Vu la procédure suivante :
Procédure contentieuse antérieure :
La société par actions simplifiée (SAS) Coram a demandé au tribunal administratif de Marseille de prononcer la décharge des cotisations d'impôt sur les sociétés auxquelles elle a été assujettie au titre des exercices clos en 2011, 2012 et 2013, de la retenue à la source qui lui a été réclamée au titre des années 2011, 2012 et 2013, ainsi que des majorations correspondantes.
Par un jugement n° 2009241 du 30 décembre 2022, le tribunal administratif de Marseille a rejeté sa demande.
Procédure devant la Cour :
Par une requête et un mémoire, enregistrés le 27 février 2023 et le 5 octobre 2023, la SAS Coram, représentée par Me Vergniolle, demande à la Cour :
1°) d'annuler le jugement du tribunal administratif de Marseille du 30 décembre 2022 ;
2°) de prononcer la décharge des impositions et majorations en litige ;
3°) de mettre à la charge de l'Etat une somme de 10 000 euros sur le fondement de l'article L. 761-1 du code de justice administrative.
Elle soutient que :
- elle n'est pas imposable à l'impôt sur les sociétés en France :
- l'article 9 de la convention fiscale franco-marocaine fait obstacle à l'imposition en France des revenus de l'immeuble situé au Maroc ;
- à titre subsidiaire, les charges engagées et les amortissements doivent être déduits des produits ;
- l'administration ne démontre ni que le loyer de l'ensemble immobilier situé à Marrakech serait anormalement bas, ni qu'elle aurait eu l'intention d'agir contre son propre intérêt en mettant l'ensemble immobilier à la disposition de son principal associé ;
- la retenue à la source est par voie de conséquence infondée, dès lors qu'en l'absence de bénéfices à réintégrer dans ses résultats, il n'y a pas de distributions sous forme d'avantages occultes ;
- par voie de conséquence, aucune majoration ne pouvait être mise à sa charge.
Par des mémoires en défense, enregistrés le 7 septembre 2023 et le 6 février 2024, le ministre de l'économie, des finances et de la souveraineté industrielle et numérique conclut au rejet de la requête.
Il fait valoir que les moyens soulevés par la SAS Coram ne sont pas fondés.

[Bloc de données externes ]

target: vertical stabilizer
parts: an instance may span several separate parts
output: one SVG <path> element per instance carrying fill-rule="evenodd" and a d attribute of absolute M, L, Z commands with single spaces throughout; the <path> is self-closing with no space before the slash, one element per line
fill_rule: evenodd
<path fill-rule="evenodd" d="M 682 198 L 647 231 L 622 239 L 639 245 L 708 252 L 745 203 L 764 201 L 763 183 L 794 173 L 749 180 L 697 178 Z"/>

Vu les autres pièces du dossier.
Vu :
- la convention signée le 9 septembre 1966 entre la France et la Suisse en vue d'éviter les doubles impositions en matière d'impôts sur le revenu et sur la fortune ;
- la convention signée le 29 mai 1970 entre la France et le Royaume du Maroc tendant à éliminer les doubles impositions et à établir des règles d'assistance mutuelle administrative en matière fiscale ;
- le code général des impôts et le livre des procédures fiscales ;
- le code de justice administrative.
Le président de la Cour a désigné M. Platillero, président assesseur, pour présider la formation de jugement, en application de l'article R. 222-26 du code de justice administrative.
Les parties ont été régulièrement averties du jour de l'audience.

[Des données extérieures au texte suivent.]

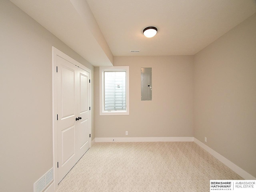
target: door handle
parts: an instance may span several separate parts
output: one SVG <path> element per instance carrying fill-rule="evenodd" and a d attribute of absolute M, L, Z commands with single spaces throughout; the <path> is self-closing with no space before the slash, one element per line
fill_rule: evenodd
<path fill-rule="evenodd" d="M 76 121 L 78 121 L 82 119 L 82 117 L 78 117 L 76 118 Z"/>

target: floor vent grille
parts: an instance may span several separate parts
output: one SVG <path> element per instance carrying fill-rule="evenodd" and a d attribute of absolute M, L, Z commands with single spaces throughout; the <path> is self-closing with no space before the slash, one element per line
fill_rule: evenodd
<path fill-rule="evenodd" d="M 34 184 L 34 192 L 42 192 L 53 181 L 53 167 Z"/>

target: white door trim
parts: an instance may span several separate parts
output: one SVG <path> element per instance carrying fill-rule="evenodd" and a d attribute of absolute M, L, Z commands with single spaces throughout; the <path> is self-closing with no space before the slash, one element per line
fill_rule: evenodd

Ont été entendus au cours de l'audience publique :
- le rapport de Mme Mastrantuono,
- les conclusions de M. Ury, rapporteur public,
- et les observations de Me Delsol, substituant Me Vergniolle, représentant la SAS Coram.
Considérant ce qui suit :
1. La SAS Coram, qui est une société de droit français dont l'associé principal est un résident suisse, est propriétaire d'un ensemble immobilier situé au Maroc. Elle a fait l'objet d'une vérification de comptabilité portant sur la période du 1er janvier 2011 au 31 décembre 2013, à l'issue de laquelle l'administration fiscale a estimé que l'indemnité d'occupation déclarée à raison de l'ensemble immobilier était inférieure à sa valeur locative réelle et que cette minoration, qui était constitutive d'un acte anormal de gestion, devait être réintégrée dans ses résultats, sur le fondement des articles 38 et 209 du code général des impôts. La SAS Coram a ainsi été assujettie à des cotisations supplémentaires d'impôt sur les sociétés au titre des exercices clos en 2011, 2012 et 2013, et à la retenue à la source au titre des années 2011, 2012 et 2013. Elle fait appel du jugement du 30 décembre 2022 par lequel le tribunal administratif de Marseille a rejeté sa demande tendant à la décharge de ces impositions et des majorations correspondantes.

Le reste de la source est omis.